Though Microsoft has been struggling in terms in new product markets, it is still a major leader in the tech industry. Its revenue for six months to December was $43 billion USD, up 15 percent from last year. Its net income was $11.8 billion USD, up 8.8 percent, and its cash totaled $84 billion USD. It still has a strong market capitalization of $300 billion USD, but has lost market share in emerging sectors, and been slow to react to the rapidly developing environment of the tech sector.

The Mobile Struggle

Perhaps most notably, and despite several revised efforts, the firm is still lagging in the mobile phone sector. Windows Phone ranks third behind Google’s Android and Apple’s iOS. Though the company reported some improvement in revenue from last year, its tablet platforms are considered to be all but a complete flop, and its recent purchase of Nokia’s mobile-phone division may not be enough to overcome the advantage held by rivals Apple and Google. Overall, the company has failed to win over customers with their mobile phone products, and analysts fear that this may seriously hurt the firm in the future.

As both businesses and consumers continue to rely more heavily on mobile computing solutions, it becomes more and more essential for firms to adapt to this stream of business. Analysts at Forrester Research Group say that in order to reconcile this dilemma, Microsoft should hire product developers to create apps for Microsoft to draw in more consumers. This is especially true as more independent vendors than ever are creating apps for iOS and Android. Forrester also explained how it might be in the company’s best interest to start creating apps for its Microsoft Suite programs – including Microsoft Office – considering these are still prominent in traditional business operations, and can be used for tablets.

Nadella seems to already be aware of this. At a financial analysts meeting in September this past year, he described how Microsoft’s mobile device management software has to handle devices that run on Apple’s iOS, Google’s Android, and Microsoft’s Windows Phone equally.

He also explained that the new direction for the company is writing software for the next wave of mobile devices, instead of focusing on the production of smartphones. Though he professed enthusiasm for Microsoft’s devices and the Nokia deal, he still thinks the company should steer away. In an in-house interview on February 4th, he said, “today we have a particular definition of mobile which is perhaps skewed towards the mobile phone.” He added, “if you think about how everything we do at home or at work is going to be digitally mediated…[it is] all going to be changed by software.” He is explaining here that taking the route towards providing software for mobile devices as opposed to producing them could significantly increase the company’s profitability.
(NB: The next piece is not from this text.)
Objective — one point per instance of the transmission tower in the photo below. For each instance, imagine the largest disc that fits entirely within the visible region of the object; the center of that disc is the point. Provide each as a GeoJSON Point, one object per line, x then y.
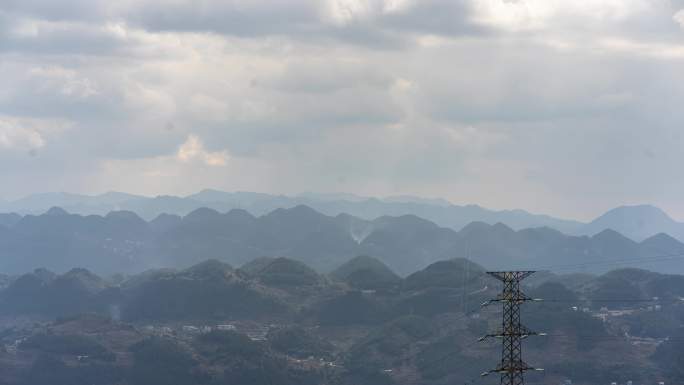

For mature companies that have already hit their peak, there is a need for an analytical leader rather than a driving and expressive leader like Ballmer, especially when prevailing profitability trends point downward. Microsoft needs to start their “second wave of thinking” instead of riding on the success of its Windows operating system for personal computers, which, while stable and profitable, is eroding in terms of scope. This requires both diligence and patience, which was always the style of Bill Gates, and Nadella as well. From what we’ve seen so far, Nadella is on the right path. After months of deliberations, analysts seem to agree that Microsoft has made the right choice in its new CEO. Perhaps Nadella is the David that will slay what is Microsoft’s struggle for innovation. In the end, only time will tell.